EN İYİSİNİ ALLAH BİLİR

Kemalpaşazade konuşma esnasında mevzua uygun irticalen şiir söylemesini çok iyi beceren kabiliyetli biri idi. Onun şeyhülislâmlığı esnasında Ârifî Hüseyin Efendi şaka yoluyla kendisine şu kıt’ayı söylemişti:

İmâm-ı dîn ü millet a‘ni müftî
Ki yoktur ana benzer ehl-i âdem

Beyitte Hüseyin Efendi; “Din ve milletin önderi olan müftüye denk bir kimse yoktur.” diyerek Kemalpaşazade’yi över. Kemalpaşazade kendisine zarf atıldığını anlayarak kıt’ayı devam ettirmek ister ve kendisi hakkında şunları söyler:

Şu denli ihtisâr eyler cevâbı
Olur olmaz yazar vallâhü a‘lem

(Cevabı o kadar kısa tutar ki olur olmaz yerde «en iyisini Allah bilir») yazar.3

Yukarıda görüldüğü gibi gerçekten Kemalpaşazade irticalen çok rahat bir şekilde beyit söyleyebilme kabiliyetine sahiptir. Ancak böyle olmasına rağmen Kemalpaşazade’nin şairliği ve sanatkâr yönü ilmî kudretinin gölgesinde kalmıştır. Zira ondan söz eden kaynaklarda da onun edebî yönü değil ilmî yönü ön plândadır.

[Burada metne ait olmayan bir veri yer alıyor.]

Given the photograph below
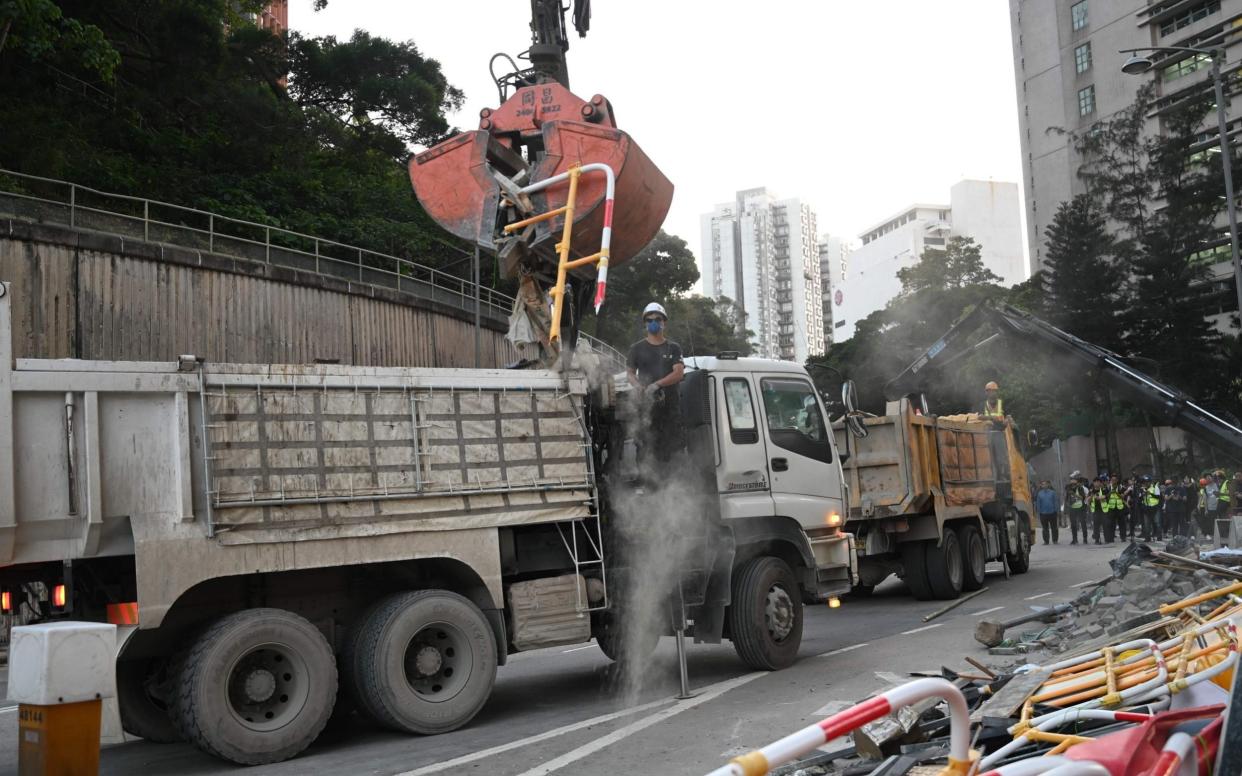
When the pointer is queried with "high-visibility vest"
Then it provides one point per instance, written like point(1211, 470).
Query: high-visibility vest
point(1151, 496)
point(1076, 497)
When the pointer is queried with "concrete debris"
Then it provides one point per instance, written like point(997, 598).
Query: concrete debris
point(1120, 609)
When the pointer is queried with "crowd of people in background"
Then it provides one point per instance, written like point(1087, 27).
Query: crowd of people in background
point(1107, 508)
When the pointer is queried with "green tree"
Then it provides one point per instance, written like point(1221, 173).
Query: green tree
point(661, 272)
point(1083, 288)
point(708, 327)
point(960, 263)
point(384, 92)
point(196, 114)
point(40, 32)
point(1127, 173)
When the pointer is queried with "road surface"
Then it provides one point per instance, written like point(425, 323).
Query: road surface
point(560, 710)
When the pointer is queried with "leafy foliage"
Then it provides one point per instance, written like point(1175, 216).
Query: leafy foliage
point(958, 265)
point(1083, 291)
point(195, 112)
point(665, 272)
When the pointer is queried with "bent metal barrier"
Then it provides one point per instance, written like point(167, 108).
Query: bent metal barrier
point(812, 736)
point(46, 200)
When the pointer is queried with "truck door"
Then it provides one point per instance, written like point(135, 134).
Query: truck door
point(743, 478)
point(805, 473)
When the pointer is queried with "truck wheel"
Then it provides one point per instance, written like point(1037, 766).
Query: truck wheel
point(621, 647)
point(765, 616)
point(143, 709)
point(424, 662)
point(914, 560)
point(1020, 560)
point(257, 687)
point(974, 556)
point(945, 566)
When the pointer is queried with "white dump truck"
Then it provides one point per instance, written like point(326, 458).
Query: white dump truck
point(277, 541)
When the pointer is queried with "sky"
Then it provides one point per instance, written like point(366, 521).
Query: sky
point(857, 108)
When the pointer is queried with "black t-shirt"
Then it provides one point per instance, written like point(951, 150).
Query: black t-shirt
point(655, 361)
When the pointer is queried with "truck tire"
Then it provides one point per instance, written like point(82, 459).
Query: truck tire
point(945, 566)
point(1020, 560)
point(974, 556)
point(143, 710)
point(256, 687)
point(424, 662)
point(915, 566)
point(765, 616)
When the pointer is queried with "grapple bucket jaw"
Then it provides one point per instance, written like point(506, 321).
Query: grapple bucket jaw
point(456, 183)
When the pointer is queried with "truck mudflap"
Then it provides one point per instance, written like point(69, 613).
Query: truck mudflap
point(836, 564)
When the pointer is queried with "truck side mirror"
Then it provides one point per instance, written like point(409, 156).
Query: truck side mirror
point(850, 399)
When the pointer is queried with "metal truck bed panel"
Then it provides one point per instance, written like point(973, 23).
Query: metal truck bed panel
point(275, 453)
point(210, 471)
point(908, 460)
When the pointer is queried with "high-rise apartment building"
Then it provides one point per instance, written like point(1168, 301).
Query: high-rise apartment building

ŞARAP İÇERKEN BESMELE ÇEKİLİR Mİ?

Her dönemde olduğu gibi Kemalpaşazade’nin döneminde de insan çekiştirmek yaygınmış. Bir gün adamın birisi Paşazade’ye şair İşretî’yi çekiştirmiş ve:

“–Efendimiz! Şair İşretî şarap içerken besmele çekiyormuş, bu ne demek? Bu yaptığı küfür değil mi?” diye sormuş.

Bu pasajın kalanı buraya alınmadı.